Une bonne gestion de la succession débute dès le mariage. Le régime matrimonial choisi influence directement la répartition des biens entre le conjoint survivant et les enfants, comme le souligne Le Mag de la Conso.
absence de contrat de mariage
Dans le cas où les époux n'établissent pas de contrat, ils sont soumis automatiquement au régime de la communauté réduite aux acquêts. Cela signifie que les biens sont alors répartis entre ceux personnels et ceux communs. Au décès d'un conjoint, le survivant hérite de la moitié des biens communs, tandis que l'autre moitié ainsi que les biens personnels du défunt forment la succession.

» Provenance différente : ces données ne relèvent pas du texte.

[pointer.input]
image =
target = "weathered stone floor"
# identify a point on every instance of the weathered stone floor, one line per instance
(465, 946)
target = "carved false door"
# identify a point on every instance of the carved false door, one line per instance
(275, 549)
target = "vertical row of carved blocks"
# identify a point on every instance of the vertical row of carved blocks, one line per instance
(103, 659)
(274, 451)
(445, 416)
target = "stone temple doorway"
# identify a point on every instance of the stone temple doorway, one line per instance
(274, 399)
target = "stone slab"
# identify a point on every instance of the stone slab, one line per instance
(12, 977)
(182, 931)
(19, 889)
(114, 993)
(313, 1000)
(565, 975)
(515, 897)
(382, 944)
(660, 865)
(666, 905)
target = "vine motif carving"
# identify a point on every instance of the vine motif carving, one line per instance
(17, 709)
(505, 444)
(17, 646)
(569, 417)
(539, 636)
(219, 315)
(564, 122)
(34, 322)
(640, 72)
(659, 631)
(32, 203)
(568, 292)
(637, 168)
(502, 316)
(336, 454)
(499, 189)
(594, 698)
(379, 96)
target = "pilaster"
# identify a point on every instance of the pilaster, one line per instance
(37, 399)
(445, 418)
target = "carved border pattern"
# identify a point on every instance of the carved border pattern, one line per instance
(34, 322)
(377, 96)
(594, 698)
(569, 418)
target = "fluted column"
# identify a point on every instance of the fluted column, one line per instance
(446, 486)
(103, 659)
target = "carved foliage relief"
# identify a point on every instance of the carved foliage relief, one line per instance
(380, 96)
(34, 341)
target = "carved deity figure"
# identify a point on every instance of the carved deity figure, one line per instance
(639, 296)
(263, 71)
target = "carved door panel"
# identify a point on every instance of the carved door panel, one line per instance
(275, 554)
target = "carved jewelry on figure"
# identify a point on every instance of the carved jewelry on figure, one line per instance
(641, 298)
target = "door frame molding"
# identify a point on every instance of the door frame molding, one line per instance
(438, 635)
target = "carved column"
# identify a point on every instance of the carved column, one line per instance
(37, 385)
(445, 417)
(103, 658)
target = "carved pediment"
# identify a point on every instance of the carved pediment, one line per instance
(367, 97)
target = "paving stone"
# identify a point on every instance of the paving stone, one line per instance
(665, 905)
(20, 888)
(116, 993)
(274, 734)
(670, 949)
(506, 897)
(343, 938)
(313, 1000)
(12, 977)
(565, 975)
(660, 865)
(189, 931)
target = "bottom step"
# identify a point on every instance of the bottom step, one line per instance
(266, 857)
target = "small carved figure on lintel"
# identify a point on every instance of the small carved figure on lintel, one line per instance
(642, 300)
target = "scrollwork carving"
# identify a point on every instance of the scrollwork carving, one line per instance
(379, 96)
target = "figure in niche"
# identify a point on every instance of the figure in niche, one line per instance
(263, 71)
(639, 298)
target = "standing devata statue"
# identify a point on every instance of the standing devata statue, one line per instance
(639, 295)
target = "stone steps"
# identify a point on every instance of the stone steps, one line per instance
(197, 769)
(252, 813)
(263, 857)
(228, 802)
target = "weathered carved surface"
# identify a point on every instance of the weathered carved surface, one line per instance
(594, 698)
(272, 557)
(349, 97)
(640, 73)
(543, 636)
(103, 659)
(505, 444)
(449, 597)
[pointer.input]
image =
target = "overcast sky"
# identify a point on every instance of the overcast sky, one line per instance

Il est indiqué sur le site de l'administration française que le conjoint survivant et les enfants sont tous deux héritiers. Si les enfants sont communs, le conjoint peut opter pour l'usufruit de la totalité de la succession ou pour un quart en pleine propriété. En cas d'enfants issus d'une précédente union, seule l'option du quart est applicable. Les enfants se partagent ensuite le reste de la succession à parts égales. La présence d'un testament ou d'une donation peut modifier cette répartition, tout en respectant la réserve héréditaire, soit la part minimale destinée aux enfants.
avec contrat de mariage
Avoir un contrat de mariage permet d'adapter ces règles. Par exemple, dans le cadre d'une communauté universelle, le conjoint survivant peut avoir droit à la totalité des biens si une clause d'attribution intégrale est intégrée, ce qui différera la répartition aux héritiers jusqu'à son décès. Dans le cas d'une séparation des biens, seule la succession du défunt sera concernée, conservant toujours un quart pour le conjoint s'il n'y a que des enfants communs.
Pour le régime de la participation aux acquêts, les héritiers conservent le droit à la créance de participation, qui est déterminée avant l'ouverture de la succession, selon l'article 1569 du Code civil.